33En revanche, on peut attendre que cette investigation contribue à une meilleure mémoire de l’action publique, en fournissant aux dirigeants des organisations publiques les éléments de capitalisation des leçons des politiques publiques. Plus précisément, l’évaluation ex post peut être considérée comme un outil de renforcement de l’effet d’apprentissage au profit des auteurs et des metteurs en œuvre d’une politique publique pour tout ce qui touche à la théorie du changement, aux anticipations de comportement des personnes touchées par la politique (ou contribuant à déterminer ses résultats), aux risques réels d’effets pervers…

34Que les dirigeants des organisations publiques aient le désir de tenir compte de la mémoire ainsi créée est un autre problème !

III. – L’ÉVALUATION COMME OUTIL DE CONTRÔLE EXTERNE

35L’intégration que nous venons de présenter de l’évaluation ex post de politique au contrôle de gestion se heurte en fait à des conceptions alternatives de l’évaluation d’un côté, à de nombreuses pratiques évaluatives – au sein de ce que l’on a pu appeler l’évaluation à la française, de l’autre, si bien que dans le meilleur des cas l’évaluation apparaît davantage comme un outil de contrôle externe que comme un véritable outil de contrôle de gestion (interne).

1. Des conceptions alternatives de l’évaluation ?

36Selon certains, trois écoles d’évaluation existeraient en France dont les conceptions respectives auraient été initialement présentées dans les trois ouvrages que constituent le rapport Deleau (Deleau et alii, 1986) champion de l’évaluation managériale, le rapport Viveret (Viveret, 1989) porte drapeau de l’évaluation démocratique et l’ouvrage de Monnier (Monnier, 1993) incarnation de l’évaluation pluraliste.

37L’évaluation managériale correspondrait grosso modo au modèle idéal type que l’on a évoqué plus haut.

L’évaluation « démocratique »

38Le rapport Viveret demandé par le premier ministre de l’époque, Michel Rocard, sur l’évaluation a longuement insisté sur le rôle que celle-ci pourrait jouer dans l’amélioration du débat public. Il posait en particulier que « L’évaluation des politiques publiques est d’abord une fonction et un enjeu démocratiques. ». L’évaluation démocratique est d’abord un élément de contrôle social, dont l’utilité pour les gestionnaires public n’est pas niée mais paraît en quelque sorte seconde : « Une tension dynamique doit s’instaurer entre la logique démocratique – dont le but ultime est l’accroissement de la possibilité de débat et d’intervention des citoyens dans le champ des politiques publiques – et la logique de l’efficacité décisionnelle qui cherche à optimiser du point de vue du décideur l’efficacité de son action ». (Opus cité)

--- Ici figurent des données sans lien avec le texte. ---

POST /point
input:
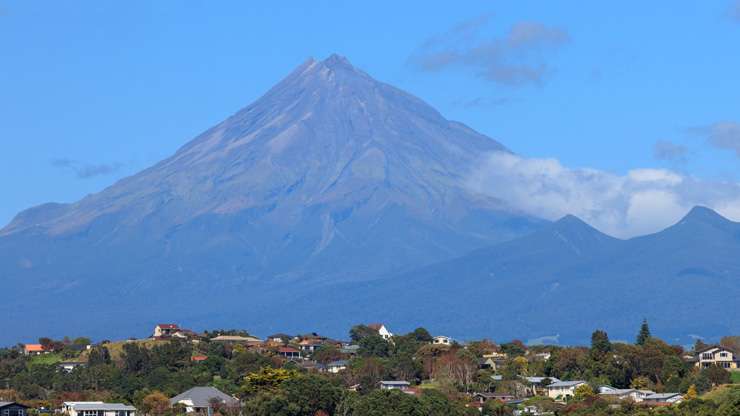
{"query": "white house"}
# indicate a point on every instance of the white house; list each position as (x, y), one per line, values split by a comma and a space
(560, 390)
(382, 331)
(442, 340)
(664, 398)
(335, 367)
(394, 385)
(97, 409)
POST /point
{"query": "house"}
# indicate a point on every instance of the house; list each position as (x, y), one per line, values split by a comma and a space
(13, 409)
(442, 340)
(394, 385)
(69, 366)
(335, 367)
(537, 385)
(717, 355)
(484, 397)
(165, 330)
(236, 339)
(663, 399)
(97, 409)
(289, 352)
(382, 331)
(34, 349)
(203, 400)
(560, 390)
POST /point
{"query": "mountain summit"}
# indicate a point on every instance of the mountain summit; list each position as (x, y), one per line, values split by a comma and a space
(330, 176)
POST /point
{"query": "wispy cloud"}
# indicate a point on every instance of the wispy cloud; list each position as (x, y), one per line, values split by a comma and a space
(669, 151)
(482, 102)
(723, 135)
(639, 202)
(515, 59)
(86, 170)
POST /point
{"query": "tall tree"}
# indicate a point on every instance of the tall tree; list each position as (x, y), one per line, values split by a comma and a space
(644, 335)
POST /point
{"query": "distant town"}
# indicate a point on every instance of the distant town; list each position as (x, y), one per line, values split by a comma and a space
(373, 372)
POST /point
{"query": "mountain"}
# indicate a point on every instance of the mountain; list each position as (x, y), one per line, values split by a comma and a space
(330, 177)
(564, 281)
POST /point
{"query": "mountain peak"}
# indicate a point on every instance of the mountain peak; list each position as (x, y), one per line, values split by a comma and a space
(704, 215)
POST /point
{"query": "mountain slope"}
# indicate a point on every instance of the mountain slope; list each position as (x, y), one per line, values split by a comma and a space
(331, 176)
(567, 280)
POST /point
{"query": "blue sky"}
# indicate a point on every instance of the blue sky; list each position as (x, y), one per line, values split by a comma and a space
(94, 91)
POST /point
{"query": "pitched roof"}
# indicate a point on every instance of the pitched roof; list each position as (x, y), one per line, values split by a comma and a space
(103, 406)
(201, 397)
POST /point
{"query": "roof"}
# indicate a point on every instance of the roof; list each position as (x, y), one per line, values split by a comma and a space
(566, 383)
(34, 347)
(395, 383)
(102, 406)
(201, 397)
(3, 404)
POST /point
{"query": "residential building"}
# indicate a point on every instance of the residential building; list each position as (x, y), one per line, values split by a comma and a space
(165, 330)
(382, 330)
(663, 398)
(442, 340)
(204, 400)
(34, 349)
(97, 409)
(560, 390)
(717, 355)
(13, 409)
(394, 385)
(335, 367)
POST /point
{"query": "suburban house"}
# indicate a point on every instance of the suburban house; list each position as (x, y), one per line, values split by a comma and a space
(165, 330)
(204, 400)
(394, 385)
(13, 409)
(68, 366)
(34, 349)
(560, 390)
(717, 355)
(97, 409)
(289, 352)
(442, 340)
(335, 367)
(382, 331)
(663, 398)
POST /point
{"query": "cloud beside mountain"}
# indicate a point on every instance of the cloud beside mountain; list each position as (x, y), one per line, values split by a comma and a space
(640, 202)
(517, 58)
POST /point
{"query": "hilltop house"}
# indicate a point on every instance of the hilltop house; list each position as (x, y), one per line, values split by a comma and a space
(165, 330)
(442, 340)
(717, 355)
(382, 331)
(560, 390)
(34, 349)
(204, 400)
(394, 385)
(13, 409)
(97, 409)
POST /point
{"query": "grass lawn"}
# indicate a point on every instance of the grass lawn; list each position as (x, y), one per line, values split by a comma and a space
(735, 377)
(45, 359)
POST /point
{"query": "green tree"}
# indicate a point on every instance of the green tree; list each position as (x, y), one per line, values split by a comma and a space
(644, 335)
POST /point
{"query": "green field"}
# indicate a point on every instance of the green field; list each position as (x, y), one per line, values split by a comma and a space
(735, 377)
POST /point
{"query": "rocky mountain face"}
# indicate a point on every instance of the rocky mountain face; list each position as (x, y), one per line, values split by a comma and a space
(330, 177)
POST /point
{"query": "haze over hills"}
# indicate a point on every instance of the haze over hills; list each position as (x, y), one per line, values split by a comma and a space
(567, 279)
(330, 177)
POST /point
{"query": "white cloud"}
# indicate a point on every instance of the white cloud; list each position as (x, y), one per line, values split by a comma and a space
(640, 202)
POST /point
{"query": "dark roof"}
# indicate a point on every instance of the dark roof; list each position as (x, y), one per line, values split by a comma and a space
(201, 397)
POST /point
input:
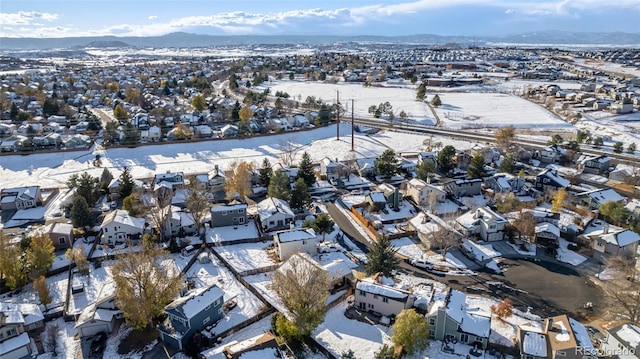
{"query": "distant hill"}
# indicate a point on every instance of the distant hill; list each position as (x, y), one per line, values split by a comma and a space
(181, 39)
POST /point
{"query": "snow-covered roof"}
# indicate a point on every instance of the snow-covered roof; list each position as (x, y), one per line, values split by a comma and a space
(628, 334)
(370, 286)
(534, 344)
(622, 238)
(12, 344)
(298, 234)
(471, 320)
(196, 302)
(547, 227)
(270, 206)
(228, 207)
(123, 217)
(603, 195)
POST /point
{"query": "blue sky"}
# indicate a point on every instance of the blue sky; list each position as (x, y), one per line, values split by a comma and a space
(63, 18)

39En première analyse la proposition est forte. L’évaluation ex post est centrée sur la connaissance de la réalité, de ce qu’a été et a donné une politique, elle compare des résultats avec des ambitions affichées par les gouvernants, elle semble s’apparenter à un bilan, un rapport d’activité des pouvoirs publics, politique par politique, et établi de façon non complaisante.

40Comme jusqu’à présent le débat public s’alimente plutôt d’arguments d’autorité, d’affirmations péremptoires et, jusqu’à récemment, d’un goût marqué pour les idéologies et leur explications simplistes, comme les controverses sur les effets attendus ou réels d’une politique usent et abusent de raisonnements purement qualitatifs et pour cela difficilement validables ou invalidables, comme les détenteurs du pouvoir proclament encore trop souvent qu’ils savent résoudre les problèmes puisqu’ils ont été « élus pour cela », on voit tout ce que, dans l’idéal, l’évaluation pourrait apporter comme valeur ajoutée à un débat public relativement pauvre.

41Cependant comme toutes les (bonnes) intentions celle-ci n’est pas sans effet pervers. Le principal d’entre eux est le danger que la mise en avant de la proposition : « l’évaluation est un outil au service de la démocratie » fait courir au développement même des évaluations. La véritable question est de savoir pourquoi un pouvoir ferait évaluer ses principales politiques au grand jour, prenant ainsi le risque que soient étalés au grand jour les faux semblants, les contradictions, les limites ou l’inefficacité de celles-ci, « Je ne crois pas du tout que le gouvernement va se mettre demain à publier toute évaluation même gênante ; il essaiera de retenir pour lui toute évaluation dont la publication lui paraîtra inopportune » a pu affirmer un premier président de la Cour des comptes, ancien ministre de surcroît (Chandernagor, Club Cambon, 1990).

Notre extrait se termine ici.